At the age of 17, he became a traveling preacher, a profession he continued for about five years. He then became a trapper and frontiersman, where he earned the nicknames of “Old Solitaire” or just “Old Bill Williams.” By this time, he was described as standing 6 foot 1 inch tall, lean, with blue eyes, red hair, and usually wore a full beard.
Early on, he lived among the Osage Indians in Missouri. He served as a sergeant and scout with the Mounted Rangers in the War of 1812, but by December 1813, he was back at the Osage village. There, he married an Osage woman named A-Ci’n-Ga, with whom he would have two daughters. After his wife died, he sent his daughters to attend school in Kentucky.
In 1817 and 1818, he worked as an interpreter for George C. Sibley, Indian Agent, and Factor at Fort Osage, Missouri. In July 1821, he went to work as an interpreter at another trading post about five miles from the mouth of the Marias des Cygnes River and near some Osage Indian villages. By the end of that year, Williams had produced a 2,000-word Osage-English dictionary and translated portions of the Bible and some hymns into the Osage language.
Later, Williams traveled to the Northern Rocky Mountains, where he trapped in the vicinity of the Hudson’s Bay Company Salish House in northwestern Montana. During the winter of 1824-25, he worked as a free trapper when he accompanied a brigade of trappers under Jedediah Smith.
In 1825-26 he was a member of a surveying party led by George C. Sibley that marked the greater part of the Santa Fe Trail and negotiated rights of way with different tribes through the Indian country.
Williams then returned to working as a trapper and a trader, moving all over the west as far as Yellowstone country and California, and south in Texas. During these years, he lived with the Ute Indians for a time and mastered several Indian languages.

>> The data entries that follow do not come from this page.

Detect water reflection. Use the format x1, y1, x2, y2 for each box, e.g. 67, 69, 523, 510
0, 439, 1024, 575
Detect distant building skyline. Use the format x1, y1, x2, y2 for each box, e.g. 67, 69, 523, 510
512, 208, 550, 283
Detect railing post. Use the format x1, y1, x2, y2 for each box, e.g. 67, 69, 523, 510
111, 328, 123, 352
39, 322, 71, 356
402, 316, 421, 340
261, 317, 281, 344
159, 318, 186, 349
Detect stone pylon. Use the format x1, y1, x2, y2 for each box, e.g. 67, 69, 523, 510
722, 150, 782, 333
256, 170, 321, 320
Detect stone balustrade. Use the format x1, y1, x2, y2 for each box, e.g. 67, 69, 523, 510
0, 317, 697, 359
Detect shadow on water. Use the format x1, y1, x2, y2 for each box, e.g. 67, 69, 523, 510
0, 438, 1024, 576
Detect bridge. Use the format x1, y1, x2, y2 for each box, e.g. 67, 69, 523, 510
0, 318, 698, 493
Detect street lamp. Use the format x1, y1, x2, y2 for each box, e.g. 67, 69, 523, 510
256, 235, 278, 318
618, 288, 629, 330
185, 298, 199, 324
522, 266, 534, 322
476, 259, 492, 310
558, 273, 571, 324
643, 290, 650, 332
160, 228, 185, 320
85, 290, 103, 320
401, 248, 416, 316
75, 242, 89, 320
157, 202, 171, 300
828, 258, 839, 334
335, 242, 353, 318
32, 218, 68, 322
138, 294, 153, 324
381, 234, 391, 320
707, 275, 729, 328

He was called “Lone Elk” by numerous Native American tribes.
In 1833, Captain Benjamin Bonneville sent Joseph R. Walker in command of a party of men, including Old Bill Williams, from the Green River to explore the Great Salt Lake and find an overland route to California.
In 1841 and 1843, he was with parties exploring the Northwest and New Mexico.

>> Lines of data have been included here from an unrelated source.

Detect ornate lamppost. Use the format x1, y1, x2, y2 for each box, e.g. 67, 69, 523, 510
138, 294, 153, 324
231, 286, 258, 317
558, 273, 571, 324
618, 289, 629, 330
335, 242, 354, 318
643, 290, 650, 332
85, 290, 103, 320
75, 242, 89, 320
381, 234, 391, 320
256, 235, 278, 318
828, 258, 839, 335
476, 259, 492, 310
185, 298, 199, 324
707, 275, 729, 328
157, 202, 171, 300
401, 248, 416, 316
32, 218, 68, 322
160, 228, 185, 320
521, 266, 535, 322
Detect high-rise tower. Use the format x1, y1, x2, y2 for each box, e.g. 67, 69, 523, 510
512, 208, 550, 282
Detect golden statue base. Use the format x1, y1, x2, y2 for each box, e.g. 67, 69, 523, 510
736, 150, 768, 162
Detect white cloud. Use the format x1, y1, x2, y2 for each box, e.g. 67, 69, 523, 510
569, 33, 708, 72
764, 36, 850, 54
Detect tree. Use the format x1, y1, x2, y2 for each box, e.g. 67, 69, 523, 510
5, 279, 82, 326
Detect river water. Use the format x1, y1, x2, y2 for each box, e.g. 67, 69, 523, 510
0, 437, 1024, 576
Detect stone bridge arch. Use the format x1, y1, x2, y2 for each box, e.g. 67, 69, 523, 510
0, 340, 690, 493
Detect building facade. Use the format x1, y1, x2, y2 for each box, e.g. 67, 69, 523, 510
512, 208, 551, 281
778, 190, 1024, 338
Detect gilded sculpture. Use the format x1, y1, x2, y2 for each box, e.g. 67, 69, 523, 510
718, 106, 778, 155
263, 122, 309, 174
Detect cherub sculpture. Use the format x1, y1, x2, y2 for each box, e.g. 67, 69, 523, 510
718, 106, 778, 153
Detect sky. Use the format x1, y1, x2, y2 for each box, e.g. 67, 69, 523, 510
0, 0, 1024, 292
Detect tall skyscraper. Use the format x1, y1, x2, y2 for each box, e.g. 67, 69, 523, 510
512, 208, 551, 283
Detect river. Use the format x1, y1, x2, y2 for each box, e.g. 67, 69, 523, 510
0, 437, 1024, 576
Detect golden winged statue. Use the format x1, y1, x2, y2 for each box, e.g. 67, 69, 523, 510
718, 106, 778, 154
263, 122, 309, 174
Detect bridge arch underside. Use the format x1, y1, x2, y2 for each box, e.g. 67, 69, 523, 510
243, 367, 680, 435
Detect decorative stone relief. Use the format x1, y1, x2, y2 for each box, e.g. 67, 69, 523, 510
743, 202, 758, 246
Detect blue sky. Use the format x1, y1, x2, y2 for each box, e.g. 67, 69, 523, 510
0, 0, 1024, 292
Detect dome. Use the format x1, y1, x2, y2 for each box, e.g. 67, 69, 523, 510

In 1848, he joined John C. Fremont’s fourth expedition at Bent’s Fort, Colorado, as a guide. Though Fremont well respected Williams, he disregarded the mountain man’s advice and led his group toward the headwaters of the Rio Grande, where 11 men died of cold and starvation. The group finally gave up and returned to Taos, New Mexico, where Fremont blamed Williams for the disaster.

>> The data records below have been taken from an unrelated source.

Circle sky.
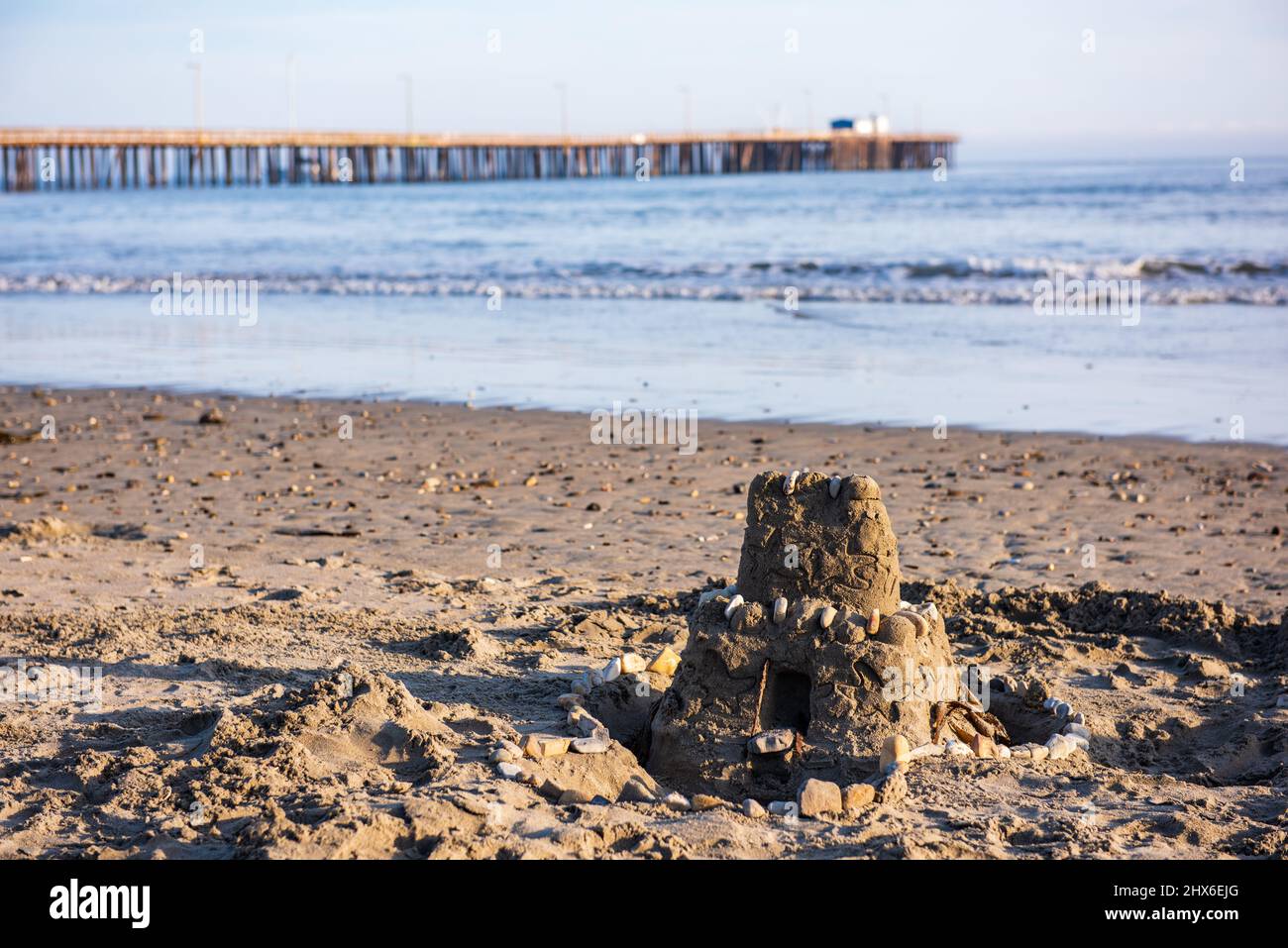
[0,0,1288,159]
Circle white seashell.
[725,595,746,618]
[662,793,693,812]
[774,596,787,623]
[909,745,944,760]
[572,734,608,754]
[747,728,796,754]
[896,609,930,636]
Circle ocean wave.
[0,274,1288,306]
[0,255,1288,305]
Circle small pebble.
[796,777,841,816]
[881,734,912,771]
[747,728,796,754]
[662,793,693,812]
[841,784,877,812]
[645,647,680,678]
[622,652,645,675]
[725,595,746,618]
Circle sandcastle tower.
[648,472,956,798]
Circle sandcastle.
[648,472,957,798]
[486,472,1091,816]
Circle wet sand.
[0,389,1288,858]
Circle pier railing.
[0,129,958,190]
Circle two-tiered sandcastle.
[648,472,956,798]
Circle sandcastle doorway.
[754,661,814,737]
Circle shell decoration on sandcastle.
[486,472,1091,816]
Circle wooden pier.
[0,129,958,190]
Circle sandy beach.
[0,387,1288,858]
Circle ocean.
[0,158,1288,445]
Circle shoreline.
[0,386,1288,617]
[0,380,1288,456]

In 1849, Bill Williams and another survivor, Dr. Benjamin Kern, retraced parts of the expedition. They were attacked and killed by a band of Ute Indians on March 21, 1849. He was buried by the Indians who killed him near the Del Norte River in lower Colorado.
During his lifetime, he was a respected figure among the mountain men. He worked with many, including Uncle Dick Wooton, Joe Walker, Alexis Godey, George Nidever, Zenas Leonard, Antoine Leroux, Lucien Maxwell, William Thomas Hamilton, Jedidiah Smith, Dick Owens, Kit Carson, and, infamously, with John C. Frémont. As an Indian fighter, he had noted encounters with Blackfoot, Apache, Comanche, and Modoc Indians.
Zebulon Pike described him as “about six-feet-one, gaunt, redheaded, with a hard weatherbeaten face, marked deeply with smallpox… a shrewd, acute original man, and far from illiterate… the bravest and most fearless mountaineer of them all.”